How to Keep Large-Scale Tracking Studies Serving Fresh Insights

8 min read¡June 16, 2026
Head of Marketing
Feedback Analysis

Large-scale tracking studies, from NPS and post-purchase trackers to brand perception surveys, can gather thousands or even millions of responses over time. At their best, they become the recipe books for customer understanding: what customers keep coming back to, what leaves a bad taste, and which patterns the business should act on.

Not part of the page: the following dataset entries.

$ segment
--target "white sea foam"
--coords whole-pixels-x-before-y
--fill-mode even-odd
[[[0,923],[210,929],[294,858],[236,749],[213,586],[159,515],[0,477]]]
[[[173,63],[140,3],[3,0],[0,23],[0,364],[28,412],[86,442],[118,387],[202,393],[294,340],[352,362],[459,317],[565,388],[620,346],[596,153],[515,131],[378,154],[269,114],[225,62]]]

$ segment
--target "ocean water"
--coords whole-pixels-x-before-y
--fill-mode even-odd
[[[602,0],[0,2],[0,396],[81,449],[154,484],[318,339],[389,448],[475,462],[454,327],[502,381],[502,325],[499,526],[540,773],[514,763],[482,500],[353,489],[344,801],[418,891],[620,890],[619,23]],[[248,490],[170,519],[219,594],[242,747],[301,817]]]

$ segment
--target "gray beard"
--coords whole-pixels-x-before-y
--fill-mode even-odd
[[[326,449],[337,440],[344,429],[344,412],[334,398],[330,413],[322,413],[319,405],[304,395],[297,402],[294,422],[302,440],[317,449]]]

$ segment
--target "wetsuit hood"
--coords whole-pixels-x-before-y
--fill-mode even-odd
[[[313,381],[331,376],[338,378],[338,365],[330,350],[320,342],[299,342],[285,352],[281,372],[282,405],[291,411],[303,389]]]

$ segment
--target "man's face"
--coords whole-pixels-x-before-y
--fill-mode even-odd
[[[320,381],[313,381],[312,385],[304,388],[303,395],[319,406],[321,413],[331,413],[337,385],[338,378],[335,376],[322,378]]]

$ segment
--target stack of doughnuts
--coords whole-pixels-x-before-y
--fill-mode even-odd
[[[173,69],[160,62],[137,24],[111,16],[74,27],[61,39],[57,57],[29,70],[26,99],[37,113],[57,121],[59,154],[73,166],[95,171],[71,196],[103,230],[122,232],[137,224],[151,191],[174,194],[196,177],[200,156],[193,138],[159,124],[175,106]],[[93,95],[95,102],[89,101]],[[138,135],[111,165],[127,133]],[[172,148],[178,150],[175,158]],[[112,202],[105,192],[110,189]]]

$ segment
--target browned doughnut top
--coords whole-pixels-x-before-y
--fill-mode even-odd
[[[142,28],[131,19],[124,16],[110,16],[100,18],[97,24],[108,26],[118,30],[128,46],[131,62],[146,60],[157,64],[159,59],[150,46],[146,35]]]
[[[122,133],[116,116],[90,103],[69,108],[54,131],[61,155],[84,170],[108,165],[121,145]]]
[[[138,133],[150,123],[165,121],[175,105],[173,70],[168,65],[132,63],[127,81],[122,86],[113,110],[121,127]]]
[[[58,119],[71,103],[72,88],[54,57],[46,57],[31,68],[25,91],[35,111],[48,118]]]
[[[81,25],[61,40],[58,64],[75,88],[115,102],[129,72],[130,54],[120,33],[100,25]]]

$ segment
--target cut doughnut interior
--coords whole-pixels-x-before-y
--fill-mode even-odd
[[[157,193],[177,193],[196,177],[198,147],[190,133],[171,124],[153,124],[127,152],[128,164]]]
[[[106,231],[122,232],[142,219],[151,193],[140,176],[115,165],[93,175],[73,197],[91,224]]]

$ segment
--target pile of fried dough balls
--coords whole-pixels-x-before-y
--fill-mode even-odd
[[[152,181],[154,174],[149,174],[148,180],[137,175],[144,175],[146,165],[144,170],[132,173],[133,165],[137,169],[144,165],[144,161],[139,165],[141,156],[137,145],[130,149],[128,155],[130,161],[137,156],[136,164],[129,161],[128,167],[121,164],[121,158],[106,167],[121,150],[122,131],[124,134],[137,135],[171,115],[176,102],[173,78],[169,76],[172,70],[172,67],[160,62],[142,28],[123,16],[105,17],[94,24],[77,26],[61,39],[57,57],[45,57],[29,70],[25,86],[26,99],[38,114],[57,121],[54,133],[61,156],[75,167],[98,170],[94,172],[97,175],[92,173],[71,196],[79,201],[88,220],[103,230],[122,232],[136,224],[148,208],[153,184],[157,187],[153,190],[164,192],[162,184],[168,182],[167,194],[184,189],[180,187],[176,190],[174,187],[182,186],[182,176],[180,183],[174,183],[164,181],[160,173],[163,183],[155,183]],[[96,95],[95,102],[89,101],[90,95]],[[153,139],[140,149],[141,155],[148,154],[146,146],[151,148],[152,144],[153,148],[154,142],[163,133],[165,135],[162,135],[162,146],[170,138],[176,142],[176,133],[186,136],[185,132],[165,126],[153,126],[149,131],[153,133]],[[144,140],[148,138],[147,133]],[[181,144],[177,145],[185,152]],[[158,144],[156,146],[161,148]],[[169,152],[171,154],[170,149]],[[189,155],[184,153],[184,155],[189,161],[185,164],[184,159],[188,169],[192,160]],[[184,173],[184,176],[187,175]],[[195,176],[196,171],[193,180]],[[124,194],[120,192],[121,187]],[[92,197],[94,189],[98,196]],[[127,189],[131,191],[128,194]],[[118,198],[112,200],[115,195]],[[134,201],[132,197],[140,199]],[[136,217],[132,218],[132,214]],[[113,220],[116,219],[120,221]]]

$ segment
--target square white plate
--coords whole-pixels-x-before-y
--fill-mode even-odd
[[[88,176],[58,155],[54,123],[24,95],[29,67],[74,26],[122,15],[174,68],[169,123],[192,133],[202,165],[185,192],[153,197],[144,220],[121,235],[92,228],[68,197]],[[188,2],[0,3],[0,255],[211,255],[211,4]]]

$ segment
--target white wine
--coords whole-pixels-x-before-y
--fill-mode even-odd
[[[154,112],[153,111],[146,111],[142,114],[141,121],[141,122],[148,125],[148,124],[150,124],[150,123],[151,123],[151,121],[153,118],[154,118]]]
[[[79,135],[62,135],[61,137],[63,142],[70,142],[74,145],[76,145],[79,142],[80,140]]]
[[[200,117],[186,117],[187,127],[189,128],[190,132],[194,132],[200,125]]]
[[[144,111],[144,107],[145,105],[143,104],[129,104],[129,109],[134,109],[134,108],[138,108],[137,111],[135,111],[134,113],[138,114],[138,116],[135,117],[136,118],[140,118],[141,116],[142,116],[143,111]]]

At enterprise scale, that recipe book gets super tricky to maintain. Every wave adds new text comments, markets, languages, and stakeholder questions. The topic collection that worked so well just a few months ago can start hiding what matters today: a new service issue buried under a legacy topic, a regional pattern flattened by global reporting, a niche complaint that never becomes visible until it has already reached the board deck.

"

Corporate organisations love stable trackers, yet this remains one of the biggest challenges in the field of CX insights. To capture the right topics and be responsive to customers' challenges, we need to continuously improve our approach without creating too much fluctuation across the organisation."

Tim Stierman

Digital Product Leader Global CX Platform @ IKEA


And that’s the risk with large trackers. They have the scale to hold the signal teams need, while the structure around them makes that signal harder to see. So the goal is simple: improve the recipe without interrupting service. Right? Keep the tracker fresh, keep reporting stable, and make sure new customer signals do not get buried in yesterday’s menu. Let’s cook.

Scores show movement.
Text comments explain what happened.

NPS, CSAT, post-purchase scores, and brand tracking metrics all show movement. They tell you if something improved, dropped, or stayed flat. For CX and brand health monitoring, that movement is the finished plate. The open-ended feedback shows what happened behind the scenes.

A score might show that satisfaction dropped after a flight, a purchase, a store visit, or a cruise. The text comments can show if customers were frustrated by delays, unclear communication, staff behavior, product availability, cleanliness, food quality, or something much more specific.

Scores show that something changed. Open-ended responses show why. They capture insights outside the scope of quantitative questions⁠, helping teams spot emerging topics, sharper pain points, and customer language that fixed rating scales can miss.

Lufthansa is a strong example of this. Their feedback analysis combines NPS with open-ended questions across ground operations, in-flight service, and brand perception. With Caplena, the Lufthansa team analyze over 600,000 pieces of feedback annually across more than 600 detailed topics. These insights feed into an internal Insights Hub used by more than 1,000 employees.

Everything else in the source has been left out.